リスパダールコンスタが高すぎること | kyupinの日記 気が向けば更新

リスパダールコンスタが高すぎること

いよいよ来週6月23日にリスパダールコンスタが発売になるが、薬価がベラボーに高く決まったため、精神病院が発売後すぐに採用することを躊躇うのではないかと思った。

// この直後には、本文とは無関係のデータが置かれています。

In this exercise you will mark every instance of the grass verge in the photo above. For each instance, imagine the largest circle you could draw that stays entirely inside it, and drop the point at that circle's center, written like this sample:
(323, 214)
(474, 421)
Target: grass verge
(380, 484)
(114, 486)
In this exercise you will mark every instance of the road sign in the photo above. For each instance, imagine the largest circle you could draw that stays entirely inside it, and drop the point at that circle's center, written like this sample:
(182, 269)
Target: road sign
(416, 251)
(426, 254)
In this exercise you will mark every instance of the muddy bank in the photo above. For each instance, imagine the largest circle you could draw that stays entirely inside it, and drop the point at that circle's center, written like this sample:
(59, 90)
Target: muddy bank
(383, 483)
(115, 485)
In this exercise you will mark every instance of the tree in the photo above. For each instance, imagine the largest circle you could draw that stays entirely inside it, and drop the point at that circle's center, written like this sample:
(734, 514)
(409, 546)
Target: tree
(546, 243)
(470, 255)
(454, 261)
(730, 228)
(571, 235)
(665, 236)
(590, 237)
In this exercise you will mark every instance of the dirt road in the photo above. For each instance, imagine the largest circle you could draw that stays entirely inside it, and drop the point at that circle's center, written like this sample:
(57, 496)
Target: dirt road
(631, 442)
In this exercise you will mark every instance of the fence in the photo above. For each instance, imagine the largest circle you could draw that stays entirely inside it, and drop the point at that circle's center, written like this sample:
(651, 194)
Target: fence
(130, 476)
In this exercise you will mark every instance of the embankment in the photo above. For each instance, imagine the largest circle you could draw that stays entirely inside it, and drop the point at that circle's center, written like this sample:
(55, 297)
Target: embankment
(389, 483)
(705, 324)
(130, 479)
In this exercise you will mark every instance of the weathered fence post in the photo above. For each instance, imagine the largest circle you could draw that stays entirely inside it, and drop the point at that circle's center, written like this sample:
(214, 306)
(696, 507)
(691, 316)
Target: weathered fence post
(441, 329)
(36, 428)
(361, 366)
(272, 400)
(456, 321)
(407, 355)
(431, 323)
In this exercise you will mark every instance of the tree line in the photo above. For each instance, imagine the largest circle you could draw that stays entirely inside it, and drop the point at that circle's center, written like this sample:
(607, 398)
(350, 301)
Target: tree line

なんと、25㎎アンプルで23000円以上もするのである。

25㎎  (2㎎)
37.5㎎ (3㎎)
50㎎  (4㎎)


いったい、いかなる感覚でこれを決めたのであろうか?このご時世に・・(みたいな)

リスパダールコンスタは1ヶ月に2回筋注しなければならないので、2㎎相当でも45000円以上もかかる。4㎎相当だと8万円近いではないか(50㎎製剤は25㎎に比べ割安になっているため)。

6㎎だと・・絶句である。

この金銭感覚は、エビリファイの液剤の薬価設定に似ている。

リスパダールコンスタは筋注後、効果の発現が遅いが、効きはじめると従来の内服治療に比べいくつかのメリットがあるらしい。1つは副作用が少ないこと。これはいろいろ理由が思いつくが、まだよくわかっていないこともある。

ハロマンス(ネオペリドール)もそうであるが、筋注すると内服に比べ血中濃度の日内変動が減少するため、副作用が減りそうではある。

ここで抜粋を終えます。